PRO BAHN hat sich in einer Pressemitteilung nachdrücklich dafür ausgesprochen, den Transport auf die Schiene zu verlegen: "Den Lippenbekenntnissen der Politiker müssen endlich Taten folgen." Das Kraftwerk Anglberg verfügt über einen gut ausgebauten Bahnanschluß. Unmittelbar neben der Firma AR-Recycling, dem Startpunkt der Transporte, führt ein Anschlußgleis vorbei. Wie man bei solch guten Voraussetzungen eine Belastung der Menschen durch massenhafte Lkw-Fahrten überhaupt in Betracht ziehen kann, ist eigentlich ein Rätsel.

Auch der bayerische Verkehrs- und Wirtschaftsminister Otto Wiesheu, in dessen Wahlkreis das Eon-Kraftwerk liegt, kann in diesem Fall zeigen, daß er konkret für die oft beschworene bahnfreundliche Verkehrspolitik eintritt. In der Pressemitteilung von PRO BAHN heißt es, dies sei Wiesheu den betroffenen Bürgern und seinen Wählern, aber auch einer zukunftsweisenden Wirtschaftspolitik schuldig.
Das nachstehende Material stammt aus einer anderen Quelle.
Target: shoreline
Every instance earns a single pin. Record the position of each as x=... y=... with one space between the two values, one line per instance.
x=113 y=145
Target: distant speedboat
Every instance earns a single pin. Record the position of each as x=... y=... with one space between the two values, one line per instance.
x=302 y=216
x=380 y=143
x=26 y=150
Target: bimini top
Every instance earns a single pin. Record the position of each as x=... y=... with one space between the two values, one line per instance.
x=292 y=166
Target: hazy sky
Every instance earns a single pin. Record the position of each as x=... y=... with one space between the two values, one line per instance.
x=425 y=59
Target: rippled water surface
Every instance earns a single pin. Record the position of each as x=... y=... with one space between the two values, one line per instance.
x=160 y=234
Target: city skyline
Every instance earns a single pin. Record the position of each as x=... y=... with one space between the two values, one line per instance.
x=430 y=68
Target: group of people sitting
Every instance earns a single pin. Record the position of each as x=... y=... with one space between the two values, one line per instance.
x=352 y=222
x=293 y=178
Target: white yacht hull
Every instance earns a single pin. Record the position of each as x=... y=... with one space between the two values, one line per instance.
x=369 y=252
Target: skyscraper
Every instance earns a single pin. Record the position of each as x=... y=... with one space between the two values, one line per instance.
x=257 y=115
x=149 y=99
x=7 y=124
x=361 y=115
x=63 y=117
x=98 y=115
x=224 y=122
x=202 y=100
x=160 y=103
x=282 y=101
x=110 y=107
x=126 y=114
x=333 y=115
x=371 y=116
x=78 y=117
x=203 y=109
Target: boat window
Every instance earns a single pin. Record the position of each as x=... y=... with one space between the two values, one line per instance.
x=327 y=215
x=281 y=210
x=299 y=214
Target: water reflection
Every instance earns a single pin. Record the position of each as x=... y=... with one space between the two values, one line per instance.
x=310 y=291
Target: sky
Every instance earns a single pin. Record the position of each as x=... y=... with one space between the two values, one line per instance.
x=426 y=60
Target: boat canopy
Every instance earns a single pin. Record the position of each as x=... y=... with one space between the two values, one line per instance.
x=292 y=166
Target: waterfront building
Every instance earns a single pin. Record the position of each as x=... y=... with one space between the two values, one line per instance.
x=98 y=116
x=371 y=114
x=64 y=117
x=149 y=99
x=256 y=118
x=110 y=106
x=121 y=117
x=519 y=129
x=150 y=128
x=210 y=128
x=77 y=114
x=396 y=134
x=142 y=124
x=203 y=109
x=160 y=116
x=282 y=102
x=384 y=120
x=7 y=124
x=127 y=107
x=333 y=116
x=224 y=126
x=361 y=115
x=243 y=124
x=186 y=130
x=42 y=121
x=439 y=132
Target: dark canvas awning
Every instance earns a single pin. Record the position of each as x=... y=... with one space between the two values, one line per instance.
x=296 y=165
Anstatt ausschließlich mit überteuerten Zahlen von DB Cargo in das Genehmigungsverfahren zu gehen, wurde Eon aufgefordert, neue Angebote einzuholen. Es gelang, weitere Anbieter für die Bahntransporte zu interessieren. So konnte dem Energiekonzern gezeigt werden, daß der Wettbewerb auch im Schienenengüterverkehr da ist und genutzt werden kann - man muß nur wollen. PRO BAHN bat die Regierung von Oberbayern, die Genehmigung aufgrund der zu erwartenden Verkehrsbelastung zu verweigern und das Verfahren auszusetzen, solange Eon keine realistischeren Kostenschätzungen präsentiert.

In Ostbayern wurden vor kurzem 2500 Lkw-Fahrten pro Jahr verhindert, weil die Südostbayernbahn Mülltransporte übernahm, die DB Cargo nicht wirtschaftlich betreiben konnte. Daß nördlich von München die sechsfache Transportmenge auf die Straße verlegt werden soll, ist sicher nicht nur nach dem Urteil von PRO BAHN absolut unzeitgemäß.
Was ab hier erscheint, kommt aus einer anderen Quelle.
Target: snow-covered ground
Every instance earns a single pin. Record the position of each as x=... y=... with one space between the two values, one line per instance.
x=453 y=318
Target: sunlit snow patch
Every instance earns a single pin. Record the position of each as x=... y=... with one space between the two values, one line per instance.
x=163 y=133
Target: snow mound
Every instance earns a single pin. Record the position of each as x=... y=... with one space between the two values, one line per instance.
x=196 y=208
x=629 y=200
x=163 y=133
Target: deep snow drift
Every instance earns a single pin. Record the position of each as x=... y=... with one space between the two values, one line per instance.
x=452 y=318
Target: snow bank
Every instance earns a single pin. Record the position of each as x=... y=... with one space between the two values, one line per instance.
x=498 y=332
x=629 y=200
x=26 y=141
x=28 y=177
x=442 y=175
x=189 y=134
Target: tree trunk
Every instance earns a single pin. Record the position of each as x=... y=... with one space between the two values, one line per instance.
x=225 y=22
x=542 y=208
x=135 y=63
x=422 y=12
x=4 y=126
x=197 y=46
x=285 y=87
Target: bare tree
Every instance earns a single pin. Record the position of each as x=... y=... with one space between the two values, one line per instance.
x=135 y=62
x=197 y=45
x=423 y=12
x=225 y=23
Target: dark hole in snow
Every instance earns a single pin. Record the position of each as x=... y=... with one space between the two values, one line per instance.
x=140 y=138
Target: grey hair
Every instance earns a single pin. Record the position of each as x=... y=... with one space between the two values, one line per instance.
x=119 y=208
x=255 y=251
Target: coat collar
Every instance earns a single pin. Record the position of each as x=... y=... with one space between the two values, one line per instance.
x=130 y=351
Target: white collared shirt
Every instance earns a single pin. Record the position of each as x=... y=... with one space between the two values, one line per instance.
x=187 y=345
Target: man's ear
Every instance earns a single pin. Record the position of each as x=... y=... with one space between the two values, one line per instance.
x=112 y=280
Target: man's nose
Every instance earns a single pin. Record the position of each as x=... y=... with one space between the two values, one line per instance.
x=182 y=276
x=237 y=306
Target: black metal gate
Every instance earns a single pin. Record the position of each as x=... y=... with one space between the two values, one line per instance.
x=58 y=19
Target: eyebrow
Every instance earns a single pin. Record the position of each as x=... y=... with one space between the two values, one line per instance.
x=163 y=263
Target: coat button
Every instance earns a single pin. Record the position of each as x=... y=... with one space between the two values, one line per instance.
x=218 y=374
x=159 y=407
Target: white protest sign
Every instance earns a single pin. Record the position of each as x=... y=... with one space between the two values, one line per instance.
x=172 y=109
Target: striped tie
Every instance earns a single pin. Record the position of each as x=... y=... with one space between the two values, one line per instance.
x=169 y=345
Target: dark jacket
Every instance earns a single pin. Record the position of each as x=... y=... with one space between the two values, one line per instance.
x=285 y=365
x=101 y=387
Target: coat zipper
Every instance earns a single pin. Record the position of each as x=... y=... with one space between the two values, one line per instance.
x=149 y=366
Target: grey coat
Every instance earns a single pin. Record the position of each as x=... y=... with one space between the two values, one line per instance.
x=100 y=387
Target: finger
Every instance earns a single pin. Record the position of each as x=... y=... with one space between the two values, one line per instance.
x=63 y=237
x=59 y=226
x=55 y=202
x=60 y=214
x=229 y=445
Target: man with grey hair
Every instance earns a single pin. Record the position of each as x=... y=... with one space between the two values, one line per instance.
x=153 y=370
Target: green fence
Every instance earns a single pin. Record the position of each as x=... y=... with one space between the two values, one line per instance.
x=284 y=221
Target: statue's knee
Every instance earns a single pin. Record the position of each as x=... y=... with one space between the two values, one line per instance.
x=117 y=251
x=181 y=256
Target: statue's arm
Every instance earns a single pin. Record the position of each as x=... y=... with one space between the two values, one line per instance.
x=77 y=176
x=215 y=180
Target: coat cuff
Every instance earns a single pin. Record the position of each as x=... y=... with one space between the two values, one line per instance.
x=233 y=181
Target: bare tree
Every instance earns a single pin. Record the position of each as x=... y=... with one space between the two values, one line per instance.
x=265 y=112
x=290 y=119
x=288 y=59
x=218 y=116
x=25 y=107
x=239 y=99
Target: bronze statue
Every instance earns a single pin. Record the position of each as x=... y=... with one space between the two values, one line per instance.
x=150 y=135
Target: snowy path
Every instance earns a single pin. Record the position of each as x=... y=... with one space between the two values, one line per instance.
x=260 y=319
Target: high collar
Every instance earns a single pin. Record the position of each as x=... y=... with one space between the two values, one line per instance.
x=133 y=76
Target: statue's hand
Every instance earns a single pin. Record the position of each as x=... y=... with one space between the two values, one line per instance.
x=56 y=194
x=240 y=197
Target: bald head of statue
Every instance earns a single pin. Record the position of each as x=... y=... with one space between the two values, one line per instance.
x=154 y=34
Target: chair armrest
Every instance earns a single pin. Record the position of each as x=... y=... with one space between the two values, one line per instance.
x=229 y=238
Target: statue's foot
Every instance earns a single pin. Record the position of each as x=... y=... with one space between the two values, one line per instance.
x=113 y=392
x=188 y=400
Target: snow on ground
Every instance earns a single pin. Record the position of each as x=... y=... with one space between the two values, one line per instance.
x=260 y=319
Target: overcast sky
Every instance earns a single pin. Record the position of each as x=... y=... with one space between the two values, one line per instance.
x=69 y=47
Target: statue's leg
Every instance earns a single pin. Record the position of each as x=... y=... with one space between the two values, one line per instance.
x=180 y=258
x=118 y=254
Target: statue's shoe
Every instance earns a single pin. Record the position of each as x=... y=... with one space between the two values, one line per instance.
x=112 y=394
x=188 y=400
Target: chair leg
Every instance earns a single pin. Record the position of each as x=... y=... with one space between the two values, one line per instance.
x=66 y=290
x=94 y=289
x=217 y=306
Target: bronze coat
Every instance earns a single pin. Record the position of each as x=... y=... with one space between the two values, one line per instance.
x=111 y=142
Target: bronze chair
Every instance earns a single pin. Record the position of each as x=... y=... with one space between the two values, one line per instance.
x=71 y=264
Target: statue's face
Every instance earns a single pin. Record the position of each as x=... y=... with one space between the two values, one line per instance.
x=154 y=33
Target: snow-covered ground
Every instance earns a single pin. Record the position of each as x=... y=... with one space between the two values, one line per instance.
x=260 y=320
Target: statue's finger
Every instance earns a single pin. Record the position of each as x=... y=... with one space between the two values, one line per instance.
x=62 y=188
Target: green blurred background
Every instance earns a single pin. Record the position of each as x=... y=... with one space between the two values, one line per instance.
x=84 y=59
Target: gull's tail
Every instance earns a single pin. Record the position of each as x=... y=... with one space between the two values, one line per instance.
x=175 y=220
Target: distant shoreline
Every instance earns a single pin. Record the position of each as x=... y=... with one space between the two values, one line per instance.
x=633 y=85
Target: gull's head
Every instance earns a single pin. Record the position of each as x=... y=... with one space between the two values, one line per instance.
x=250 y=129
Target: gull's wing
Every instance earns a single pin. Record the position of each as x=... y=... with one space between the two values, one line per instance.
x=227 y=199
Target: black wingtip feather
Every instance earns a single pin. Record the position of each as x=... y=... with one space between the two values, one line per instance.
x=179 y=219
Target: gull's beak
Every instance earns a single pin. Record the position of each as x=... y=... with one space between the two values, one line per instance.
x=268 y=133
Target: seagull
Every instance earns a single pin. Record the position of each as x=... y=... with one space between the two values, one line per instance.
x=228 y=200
In einer Anhörung der Regierung von Oberbayern im Landratsamt Freising am 15. Mai lenkte Eon zum Teil ein. Unter anderem durch die Vermittlung von PRO BAHN liegen dem Stromkonzern nun vier Angebote von Schienverkehrsunternehmen vor, die deutlich preiswerter als die Kalkulation von DB Cargo sind. Eon sagte zu, die Angebote wohlwollend zu prüfen und auch einem Bahntransport der etwas teurer sei als die Anlieferung auf der Straße, den Vorrang zu geben. Voraussetzung der Bahnanlieferung sind laut Eon und AR-Recycling weitere Baumaßnahmen im Kraftwerksbereich und am Schienenanschluß in Garching-Hochbrück. An der technischen Machbarkeit dieser Maßnahmen bestehen wenig Zweifel, sie muß aber noch geprüft werden.

Fazit: Ob es zu einer Schienenlösung kommt, ist nicht endgültig geklärt. Durch den Einsatz von PRO BAHN und durch Initiative vor Ort konnte jedoch etwas in die richtige Richtung bewegt werden.